The CIOT has made its representation for the Autumn Statement 2023, and also completed the submission response to the recent HM Revenue and Customs consultations on Decentralised Finance (Defi) and the need to reform the regulation framework.
The key areas in the CIOT’s recommendations where amendments and clarifications are required in respect of Cryptoassets is set out below:
Classification of Cryptoassets
There is a need for and importance that the legislation to be amended to expressively cover and confirm the tax treatment of Cryptoassets. The CIOT’s recommendation is to classify Cryptoassets as a distinct form of property which is completely separate from the current personal property categories. Considering the taxes mentioned below plus ensuing Corporation tax and Stamp duty is also addressed accordingly.
A clear definition for the basis of determining the location of Cryptoassets is required within the legislation. To enable a consistent approach to be taken when considering the UK tax treatment of such assets.
Value Added Tax
The situs and use of Cryptoassets must be addressed within the VAT legislation, at present there is a lack of guidance which in turn causes great uncertainty of the accurate taxation of this asset class.
A revision to the current ‘badges of trade’ should be implemented to help clarify which Cryptoasset activities constitutes Trading income and which activities will be classed and taxed as Miscellaneous revenue.
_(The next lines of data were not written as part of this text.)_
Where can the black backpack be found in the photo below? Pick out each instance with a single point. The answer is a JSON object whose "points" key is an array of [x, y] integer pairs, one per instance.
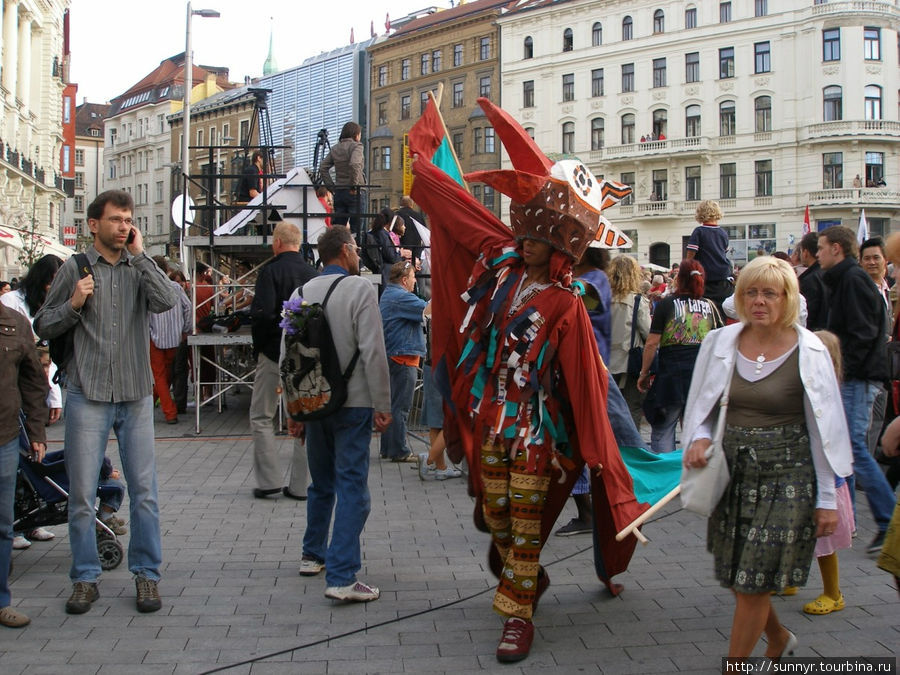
{"points": [[314, 385], [371, 253], [62, 347]]}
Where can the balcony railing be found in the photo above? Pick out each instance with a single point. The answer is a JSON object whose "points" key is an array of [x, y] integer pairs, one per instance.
{"points": [[855, 196]]}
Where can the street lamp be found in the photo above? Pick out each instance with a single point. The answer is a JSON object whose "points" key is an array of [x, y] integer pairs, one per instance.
{"points": [[188, 85]]}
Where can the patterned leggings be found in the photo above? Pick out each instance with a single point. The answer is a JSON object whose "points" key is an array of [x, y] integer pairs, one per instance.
{"points": [[513, 503]]}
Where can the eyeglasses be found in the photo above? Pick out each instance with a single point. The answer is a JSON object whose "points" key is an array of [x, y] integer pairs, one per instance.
{"points": [[768, 295]]}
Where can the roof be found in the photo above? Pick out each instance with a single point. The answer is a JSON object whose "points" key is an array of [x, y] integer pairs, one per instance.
{"points": [[452, 14], [90, 116]]}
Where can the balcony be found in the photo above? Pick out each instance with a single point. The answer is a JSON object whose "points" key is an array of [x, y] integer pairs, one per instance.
{"points": [[853, 196], [844, 128]]}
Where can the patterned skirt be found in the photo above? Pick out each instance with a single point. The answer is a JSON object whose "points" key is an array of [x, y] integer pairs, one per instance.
{"points": [[762, 533]]}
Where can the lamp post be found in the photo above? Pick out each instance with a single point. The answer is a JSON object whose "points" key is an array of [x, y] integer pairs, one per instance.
{"points": [[188, 85]]}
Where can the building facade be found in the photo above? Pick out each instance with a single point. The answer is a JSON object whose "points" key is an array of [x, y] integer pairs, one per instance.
{"points": [[764, 106], [34, 68], [138, 143], [323, 92], [456, 50], [88, 172]]}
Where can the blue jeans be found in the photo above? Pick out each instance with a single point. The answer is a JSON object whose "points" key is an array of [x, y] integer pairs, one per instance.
{"points": [[858, 397], [403, 383], [620, 418], [338, 453], [9, 462], [88, 424], [662, 434]]}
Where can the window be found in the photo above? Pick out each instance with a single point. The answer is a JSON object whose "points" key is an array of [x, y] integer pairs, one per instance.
{"points": [[762, 106], [597, 132], [692, 183], [873, 102], [762, 57], [457, 95], [627, 128], [874, 168], [568, 138], [727, 181], [659, 72], [597, 82], [528, 94], [660, 185], [872, 43], [484, 49], [832, 170], [726, 62], [831, 44], [692, 67], [659, 21], [569, 87], [692, 121], [834, 104], [690, 17], [627, 77], [457, 143], [763, 170], [726, 118]]}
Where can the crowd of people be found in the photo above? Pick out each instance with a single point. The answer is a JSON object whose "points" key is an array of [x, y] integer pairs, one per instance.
{"points": [[550, 333]]}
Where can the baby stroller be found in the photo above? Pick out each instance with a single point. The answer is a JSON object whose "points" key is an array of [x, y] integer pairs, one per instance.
{"points": [[42, 498]]}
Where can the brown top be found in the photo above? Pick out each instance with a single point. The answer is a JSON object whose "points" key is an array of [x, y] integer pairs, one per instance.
{"points": [[775, 400]]}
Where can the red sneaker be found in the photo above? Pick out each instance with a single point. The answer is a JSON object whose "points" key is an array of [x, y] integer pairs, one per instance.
{"points": [[515, 643]]}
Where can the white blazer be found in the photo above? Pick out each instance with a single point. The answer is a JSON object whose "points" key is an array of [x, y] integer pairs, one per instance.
{"points": [[827, 427]]}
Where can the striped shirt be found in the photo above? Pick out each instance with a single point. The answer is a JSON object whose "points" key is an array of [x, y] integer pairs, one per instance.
{"points": [[112, 335], [167, 328]]}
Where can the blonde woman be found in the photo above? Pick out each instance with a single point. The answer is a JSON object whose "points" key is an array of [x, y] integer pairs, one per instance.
{"points": [[625, 283]]}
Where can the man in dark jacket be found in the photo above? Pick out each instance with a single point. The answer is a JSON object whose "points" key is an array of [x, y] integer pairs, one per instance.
{"points": [[856, 315], [275, 284], [812, 285]]}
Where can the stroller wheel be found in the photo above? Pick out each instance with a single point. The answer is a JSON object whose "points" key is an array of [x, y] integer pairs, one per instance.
{"points": [[110, 551]]}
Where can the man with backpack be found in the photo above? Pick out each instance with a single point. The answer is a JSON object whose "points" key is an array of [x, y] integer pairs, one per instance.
{"points": [[275, 283], [338, 444]]}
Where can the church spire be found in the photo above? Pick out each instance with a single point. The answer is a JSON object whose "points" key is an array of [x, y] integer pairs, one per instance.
{"points": [[270, 67]]}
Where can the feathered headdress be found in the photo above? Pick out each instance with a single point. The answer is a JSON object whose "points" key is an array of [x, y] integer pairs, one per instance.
{"points": [[556, 202]]}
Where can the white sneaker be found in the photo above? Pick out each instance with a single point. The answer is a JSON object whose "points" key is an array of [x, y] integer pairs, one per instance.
{"points": [[20, 542], [356, 592]]}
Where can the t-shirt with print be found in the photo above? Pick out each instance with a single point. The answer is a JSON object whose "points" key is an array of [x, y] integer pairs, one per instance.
{"points": [[682, 321]]}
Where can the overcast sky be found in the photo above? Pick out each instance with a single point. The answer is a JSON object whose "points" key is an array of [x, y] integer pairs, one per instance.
{"points": [[115, 43]]}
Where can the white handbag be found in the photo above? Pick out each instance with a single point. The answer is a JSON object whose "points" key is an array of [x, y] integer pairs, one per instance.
{"points": [[702, 487]]}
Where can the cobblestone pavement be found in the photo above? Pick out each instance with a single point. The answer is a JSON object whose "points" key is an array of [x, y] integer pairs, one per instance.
{"points": [[234, 602]]}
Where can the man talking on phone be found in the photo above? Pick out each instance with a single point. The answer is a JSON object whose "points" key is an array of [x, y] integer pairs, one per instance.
{"points": [[110, 388]]}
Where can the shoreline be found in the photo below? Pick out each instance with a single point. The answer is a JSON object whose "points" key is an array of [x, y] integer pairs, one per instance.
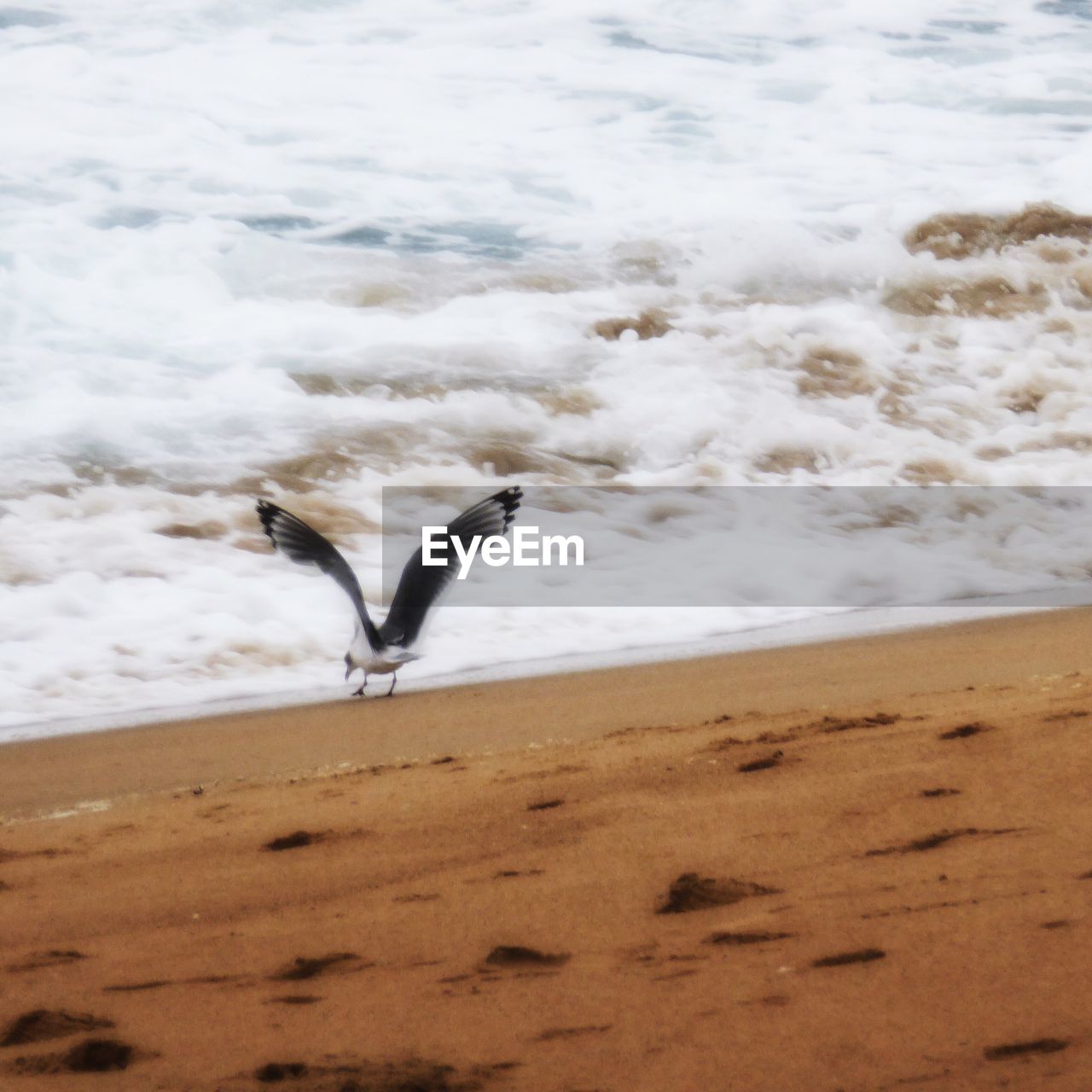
{"points": [[814, 629], [88, 769], [861, 864]]}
For Cryptoassets to be included as ‘qualifying investments’ within the Inheritance Tax Act, which will ensure and enable relief for estates in such cases as a fall in value and where access keys have been lost.
Capital Gains Tax
The unique nature of Cryptoassets must be acknowledged with the capital gains tax section of the legislation, allowing for a shift away from the current comparison to ‘Company Shares. A review should be taken on the current share matching rules being applied to Cryptoasset transactions/disposals*
The need for these areas to be addressed is imperative to achieve the desired outcome when it comes to compliance and accuracy of reporting income, gains, and losses from this asset class. With the proposed changes to the 2024 UK Self-assessment tax return, to include separate reporting pages for Cryptoasset capital disposals.
Whilst we agree with the CIOT proposals in general, we are aware that it comments on separating the reporting of wallets held by clients. Whilst it may support a measure to simplify reporting from a CGT perspective it could also reduce the accuracy and underlying base cost value of each of the Cryptoassets held.
This will need to be followed with separate reporting pages relevant to each of the tax areas mentioned above. Whilst the accuracy of reporting is a key element of the proposed changes, they also look to achieve and establish a framework that allows for understanding, encourages investment, increases public confidence, and support the Cryptoasset ecosystem and move towards the UK becoming a Global Crypto Hub.
Other recent news in the Cryptoasset landscape
From 8th October 2023, new FCA regulations in respect of marketing and promotions have been introduced in the UK by amendments made to the Financial Promotions Order (FPO).
Qualifying Cryptoassets have been added to the list of ‘controlled investments’ in the FPO and from 8th October 2023 there will be limit routes available to communicate a financial promotion in the UK which relates to qualifying Cryptoassets.
It should be noted that Non-Fungible Tokens (NFTs) are currently out of the scope of the new regime.